Highbury Garden Design
Tucked away within the Canonbury Conservation Area, sits this small, compact London garden. The existing garden was dominated by large shrubs, and a 1.2m high retaining wall that fragmented the garden space, and overpowered the kitchen view. Our primary objective in designing the garden was to open up the space, and create a seamless flow out from the house.
Photos by Emma Voit
As you step out, we have created a new sawn oak deck that is flush with the kitchen floor and now extends back 3.5 m, allowing ample room to fit a table. A built in oak floating timber bench hugs the boundary wall and to link the garden together and make it fun, we have created a board walk that starts at the bench, and takes you all the way through to the rear, acting as a secondary path through the planting and lawn. Oak and corten are the unifying features in this garden. A focal corten panel draws your eye as you look out, but also hides bike storage and a door onto the road. Two ornamental Pyrus 'Chanticleer' are planted in front of this panel, breaking up the lawn area and providing some height to help screen the neighbours overlooking windows.
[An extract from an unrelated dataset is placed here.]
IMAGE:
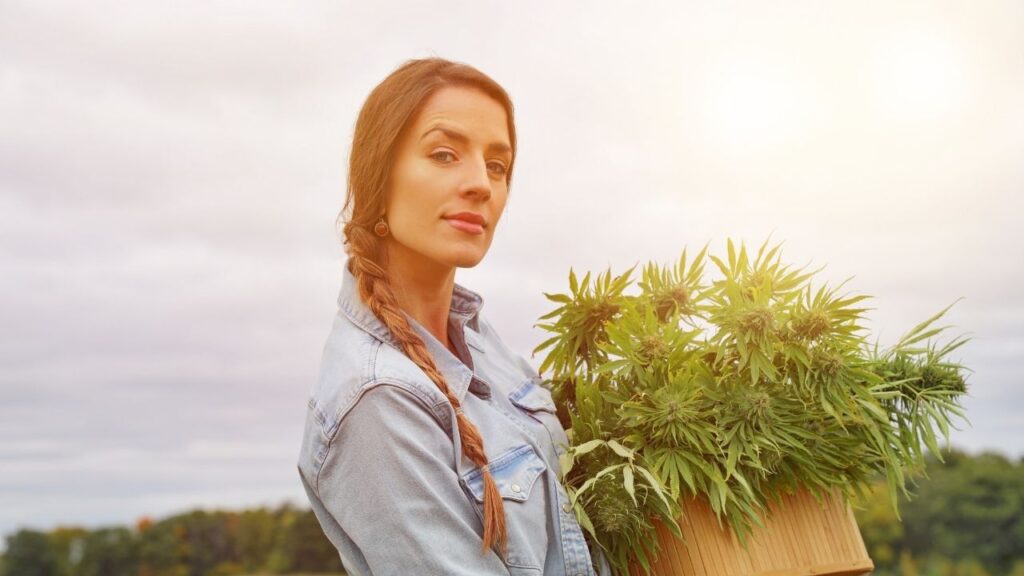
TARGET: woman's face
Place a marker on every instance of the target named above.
(452, 162)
The corten details are again picked up in the panel behind the timber bench, and in the low retaining walls, with sawn oak sleeper treads.
We have created a planting bed on the lower patio, to bring some greenery closer to the house, and have designed a simple but contemporary horizontal slatted cedar fence that unifies the boundary and hides the neighbour's extension. The top few rows have wider gaps above the existing fence line, to create privacy, but still allow light to filter through. The planting is simple to keep the upkeep down, but enough to balance the more architectural features. The clients were committed to embracing a more contemporary style of garden within a traditional Highbury house and are delighted with the results.